Manage the currency in portfolio
The relationship between return on assets and the exchange rate is critical to international asset prices. The overall impact on the currency depends on the currency structure of exports, imports and financing. You may need to conduct a more thorough analysis of companies engaged in various international transactions. This includes evaluating the company’s operations and financing in each country where they do business.
Using the return on assets, such as inventories and exchange rate fluctuations over a period of time, you can measure the impact of a currency over a specified period.
By understanding the impact on individual companies and assets and the correlations that exchange rate fluctuations have with the return on assets, investors can better assess the currency impact of their portfolio.
Exposure of currency and transactions
Exchange rates affect investors around the world. For example, investors in the automaker Toyota Motor Corp. (TM) have currency risk because the company sells cars in countries outside of Japan. Toyota sells cars in the United States for US dollars, in France for euros, and in the UK for pounds. Upon receiving these foreign currencies, Toyota converts the currencies back into the domestic currency (yen) .1 A change in exchange rates affects the value of the currency that Toyota receives when it is converted back into yen. In turn, this activity affects investors in Toyota.

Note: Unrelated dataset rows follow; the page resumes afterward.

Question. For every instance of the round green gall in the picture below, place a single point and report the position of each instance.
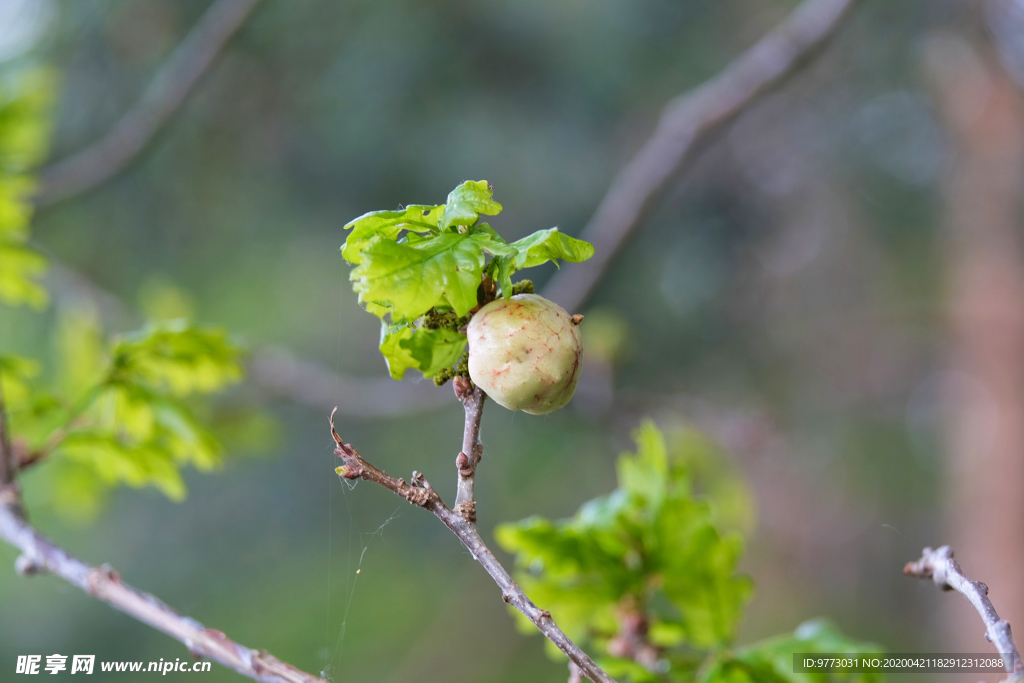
(525, 353)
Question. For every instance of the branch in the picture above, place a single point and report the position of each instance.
(940, 566)
(10, 496)
(104, 159)
(103, 584)
(472, 398)
(687, 123)
(41, 554)
(421, 494)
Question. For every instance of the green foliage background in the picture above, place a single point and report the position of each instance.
(782, 299)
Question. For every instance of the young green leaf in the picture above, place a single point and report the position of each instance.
(177, 357)
(771, 659)
(650, 542)
(24, 130)
(467, 202)
(536, 249)
(420, 348)
(409, 280)
(388, 225)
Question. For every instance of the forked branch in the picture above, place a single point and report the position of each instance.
(420, 493)
(940, 566)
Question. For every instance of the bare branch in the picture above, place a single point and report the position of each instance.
(41, 554)
(10, 497)
(472, 398)
(103, 584)
(940, 566)
(420, 493)
(687, 123)
(176, 79)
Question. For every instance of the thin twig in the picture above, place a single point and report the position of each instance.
(10, 497)
(472, 398)
(687, 123)
(420, 493)
(940, 566)
(176, 79)
(693, 117)
(39, 553)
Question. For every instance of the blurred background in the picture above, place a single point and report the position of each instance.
(833, 292)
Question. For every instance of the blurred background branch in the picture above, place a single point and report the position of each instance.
(687, 124)
(105, 158)
(41, 554)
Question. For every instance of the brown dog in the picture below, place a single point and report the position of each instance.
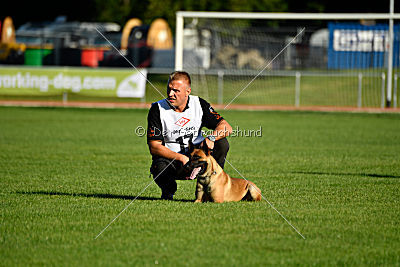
(215, 185)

Investors also have currency risk due to the transaction risk faced by companies involved in international trade. This is the risk of changes in exchange rates after the financial obligations have been repaid. The currency exposure of an asset, such as shares, is the sensitivity of the return on that asset, measured in the investor’s national currency, to exchange rate fluctuations.
The cost of investment is affected by changes in world exchange rates.
Investors, as owners of companies and assets, have currency risk due to exchange rate fluctuations.
The influence of foreign currency on the company’s performance will affect its share prices.
There are three correlations between stock price indicators and exchange rate fluctuations: zero correlation, negative correlation and positive correlation.
Global impact of Forex
Real exchange rate changes can have a significant impact on the economy and international corporations. As real exchange rates rise and fall, revenues, expenses, margins and incentives for companies change.
First, the appreciation of the euro will affect the entire French economy. French goods are becoming more expensive because more foreign currency is needed to buy francs. Thus, net exports outside Europe are likely to decline3. As an exporter from France, Michelin will sell more expensive goods abroad and is likely to experience a decline in total sales. If sales did decline, Michelin’s profitability would hurt, and stock prices could fall.
Alternatively, if the franc depreciates significantly against a basket of currencies, Michelin tires will become competitive. Sales are likely to increase and Michelin’s profitability will improve.3 Moreover, Michelin can lower its sales price in foreign markets without compromising margins, and there will be incentives to produce in France, where production costs are lower.
Investors should note the impact of the US dollar on all assets. Many raw materials, including oil, are valued in dollars. A depreciation of the US dollar tends to increase commodity prices, while an appreciation of the dollar tends to lower commodity prices4. These unique relationships must be taken into account in any currency impact analysis.
Efficiency of stock prices and exchange rate fluctuations
All these forex effects on the company’s performance will certainly have a significant impact on its stock prices. Most investors are affected by these currency changes through equities (although other assets, including fixed income, commodities and alternative assets, are affected by changes in world exchange rates).
There are three general correlations between stock prices and exchange rate fluctuations: zero correlation, negative correlation, and positive correlation.